During my 20 years in the production industry I’ve noticed that we are a very easy group to profile. Obviously we are a creative bunch. Many of us pay meticulous attention to detail. Many tend to be very goal-oriented. But, more than any other trait, music tends to be the common thread that binds us all together.
I find it uncanny the number of people I come across in the production industry that are musically inclined. Almost all of us play an instrument. Some are much more proficient than others but almost all seem to have had the same desire to play an instrument and make music. Many have taken some serious swings at a career in the music industry. I guess its a natural transition to use one’s creative drive in production once the reality of a stalled music career or the realization of limited musical talent sets in.
I believe that many of you will find this post interesting because of the production background that we all share. I’m also going to assume my “musical inclination” profile is correct and that you will agree with me when I say Troy Grady and his “Cracking the Code” site is the mother-of-all guitar instructional sites!! Even if you haven’t been bitten by the music bug then I believe that the production value and sheer amount of effort put forth by the team on Troy Grady’s website will still impress you.
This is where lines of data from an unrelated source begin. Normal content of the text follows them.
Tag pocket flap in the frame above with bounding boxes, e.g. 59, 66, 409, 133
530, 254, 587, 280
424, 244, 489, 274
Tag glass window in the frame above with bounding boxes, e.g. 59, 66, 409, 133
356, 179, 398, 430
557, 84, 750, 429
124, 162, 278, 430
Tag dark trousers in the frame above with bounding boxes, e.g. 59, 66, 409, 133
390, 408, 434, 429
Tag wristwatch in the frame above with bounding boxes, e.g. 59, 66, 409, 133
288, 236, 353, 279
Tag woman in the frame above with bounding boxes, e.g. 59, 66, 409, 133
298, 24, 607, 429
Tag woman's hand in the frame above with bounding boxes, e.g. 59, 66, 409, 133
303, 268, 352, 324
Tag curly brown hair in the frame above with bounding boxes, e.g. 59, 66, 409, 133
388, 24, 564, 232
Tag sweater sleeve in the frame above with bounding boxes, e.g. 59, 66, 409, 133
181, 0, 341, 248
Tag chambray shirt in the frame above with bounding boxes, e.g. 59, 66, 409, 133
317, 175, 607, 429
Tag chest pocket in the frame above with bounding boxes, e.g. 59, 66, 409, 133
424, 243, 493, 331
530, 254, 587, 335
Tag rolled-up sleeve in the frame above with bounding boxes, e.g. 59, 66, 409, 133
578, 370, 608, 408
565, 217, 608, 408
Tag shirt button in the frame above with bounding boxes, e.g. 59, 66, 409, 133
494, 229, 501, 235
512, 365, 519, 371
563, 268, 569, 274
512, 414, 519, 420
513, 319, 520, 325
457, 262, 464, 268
I also think you will be surprised to learn that all of the editing and compositing work is done in Motion 5 and FCPX.
There is plenty to appreciate here for musicians, guitarists, animators, producers, composers and audio engineers.
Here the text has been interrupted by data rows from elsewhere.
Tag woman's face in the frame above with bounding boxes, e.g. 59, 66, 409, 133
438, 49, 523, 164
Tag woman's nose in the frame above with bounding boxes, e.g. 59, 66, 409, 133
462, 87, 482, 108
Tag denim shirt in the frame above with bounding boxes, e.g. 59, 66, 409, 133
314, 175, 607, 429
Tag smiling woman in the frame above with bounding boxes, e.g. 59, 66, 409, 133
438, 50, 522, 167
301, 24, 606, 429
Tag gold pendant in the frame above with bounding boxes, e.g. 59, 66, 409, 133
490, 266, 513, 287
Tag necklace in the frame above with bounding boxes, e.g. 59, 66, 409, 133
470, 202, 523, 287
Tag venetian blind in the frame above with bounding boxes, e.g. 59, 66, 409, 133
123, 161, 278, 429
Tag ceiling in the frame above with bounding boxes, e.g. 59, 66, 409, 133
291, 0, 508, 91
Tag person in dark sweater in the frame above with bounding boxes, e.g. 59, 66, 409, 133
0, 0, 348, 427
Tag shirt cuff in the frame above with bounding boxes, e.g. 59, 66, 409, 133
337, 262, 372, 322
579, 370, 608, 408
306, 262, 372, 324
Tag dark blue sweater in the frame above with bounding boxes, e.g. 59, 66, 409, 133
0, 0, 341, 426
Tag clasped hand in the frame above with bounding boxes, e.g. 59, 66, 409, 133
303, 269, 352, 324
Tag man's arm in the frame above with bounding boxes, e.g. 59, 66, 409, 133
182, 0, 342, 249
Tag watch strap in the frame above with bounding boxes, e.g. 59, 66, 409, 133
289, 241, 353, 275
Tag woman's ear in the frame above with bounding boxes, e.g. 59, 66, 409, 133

Let me start by stating that Troy is a KILLER guitarist, a very good rock songwriter and a pretty damn good drummer. Going beyond his fretboard skills, Troy was smart enough to team up with Adam Payne and Brendan Schlagel to create a fresh take on a tired theme. What they have created is a ridiculously funny guitar instruction website that has some serious production value, a tremendous amount of music knowledge and a whole lot of campy swagger.
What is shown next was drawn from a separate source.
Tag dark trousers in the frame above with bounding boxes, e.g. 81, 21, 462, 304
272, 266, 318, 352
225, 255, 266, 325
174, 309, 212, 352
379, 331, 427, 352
Check out the episode where he breaks down Steve Vai’s alternate picking run from the movie Crossroads.
You can tell that this 15 minute clip was well thought out in pre-production. There is an airtight voice over and some decent compositing and animating going on. For the guitar players, Grady displays some serious guitar technique in this video. Oh yeah, all the original music in the clips is written and recorded on site.
Take a look at the behind the scenes video about the recording of the site’s theme song.
These guys put some serious work into the “Arcade” animation. Without losing site of the website’s main focus, Troy also gives an extremely thorough music theory and composition lesson about the website’s theme song.
These guys have put a lot of thought and effort behind these videos. Each video was obviously scripted and storyboarded. They’ve done a ton of sound design and audio mixing as well. All of the original music that you hear in the videos was written and recorded by Troy with input from Brendan and Adam. While the animations definitely scream of being intentionally cheesy and terribly campy, the entire site manages to display a distinct style and a strong command of the tools that were used. Although I did rib Troy a bit for the lack of white balance (The eyedropper is your friend!!). The writing throughout the site and the videos is also very funny. While these guys are definitely not taking themselves too seriously, the time and effort that they have invested requires that we the viewer should. Any guitar player looking to improve his speed picking technique will definitely benefit from Troy’s meticulous teaching style. I can also guarantee that you will smile a few times along the way. I laughed out loud when Troy reaches for the non-existent tremolo bar on his Les Paul. Guitar humor at its finest!
All of the 2.5D animation work was done in Motion 5 not After Effects. When I first visited the site I assumed the animations were done in After Effects. I didn’t even think Motion was capable of some of the stuff that I was seeing.
Watch Episode 8: “Fast Forward” for some examples of their Motion and FCPX workflow.
Even more impressive is the thought and effort that went into the “Arpeggio Mystery” scene and how they used Motion to bring their “Enigma Machine” to life.
If you are a guitar player then you will get the most out of this site. Troy sells his lessons on a “Seasons Pass” basis. Season 1 is only $5!! Season 2 is currently in production and promises to further explore the secret to right-hand speed picking. You can pre-order Season 2 here for $20. A Kickstarter campaign is in the works as well. There was a lot blood, sweat and callused fingertips poured into this website. I think $20 is a small price to pay if you are a guitar player!!!
Now I don’t know if I should spend the time diving deeper into Motion 5 or practicing Vai’s alternate picking run from the Crossroads movie.
There really aren’t enough hours in a day!!!